Севастопольские письма и воспоминания | страница 65



Бог знает. Кажется, однако, надеялся более причинить нам вреда и готовился на штурм. Третьего дня ночью сильные его колонны, как говорили, до двадцати тысяч, хотели во время взрыва мины пробраться между 4 и 5 бастионом, но были встречены перекрестным картечным огнем и удрали назад. Между тем, к 10 или 12 апреля придут новые войска к нам, две с половиной дивизии, и мы подкрепимся.

С моря он [...] выставил тоже в нашем виду пятнадцать кораблей, которые, однако, только стоят и ничего не делают. Только с третьего дня одна канонерская лодка, пользуясь туманом, подъезжает близко к бухте, дает несколько выстрелов из больших ланкастерских орудий и тотчас же поворачивает назад; бомбы и ядра из них падают возле нас в бухту. Говорили, что Наполеон сюда приехал и по этому случаю открыто бомбардирование; но эти слухи не подтвердились. Полагают, что бомбардировка теперь прекращается, потому что у неприятеля уже нет зарядов, которых у нас тоже мало, так что каждый бастион должен делать в сутки только положенное число выстрелов. Бог знает, чем все это кончится. Будет ли штурм или нет, но пора бы положить один конец этой глупой осаде.

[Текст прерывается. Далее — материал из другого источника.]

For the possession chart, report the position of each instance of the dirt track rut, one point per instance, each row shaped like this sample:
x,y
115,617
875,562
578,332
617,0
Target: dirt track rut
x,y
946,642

На перевязочный пункт, кроме солдат, приносят и женщин и детей с оторванными членами от бомб, которые падают в Корабельную слободку - часть города, где еще, несмотря на видимую опасность, продолжают жить матросские жены и дети. Мы заняты и ночь и день, и ночью, как нарочно, еще более, чем днем, потому что все работы, вылазки, нападения на ложементы и т. п. производятся ночью.

Странно будет, если после этой усиленной бомбардировки неприятель опять смолкнет, и дела пойдут по-прежнему; но все его усилия теперь обращены, очевидно, на четвертый бастион; через этот пункт он хочет проникнуть в Севастополь. Наши все желают штурма и говорят, что это было бы для них самое лучшее. Северная сторона остается, как и прежде, для нас совершенно открыта, и цены на съестные припасы и проч. нисколько не поднялись.

Письмо твое от 21 марта получил сейчас. Ты, моя душка, та же и в 26 лет, как была прежде. Я тебя уверяю, что ты точно родная детей, и ты без всякого угрызения совести можешь себе присвоить это титло, которое ты вполне заслужила и которое и дети заслужили своей любовью к тебе.

Погода здесь хороша, но еще не слишком. Стоят туманы; перед нашими окнами расцвела акация, но деревья распускаются несравненно медленнее, чем в С.-Петербурге; я замечаю это, смотря на их свежие листки всякий день. Вино, про которое ты пишешь, я не получил, и теперь не высылай уже ничего - не стоит. Еще пять недель, и я [...] выеду из Севастополя. Надеюсь, что к тому времени даже что-нибудь да будет сделана либо с нашей, либо с неприятельской стороны.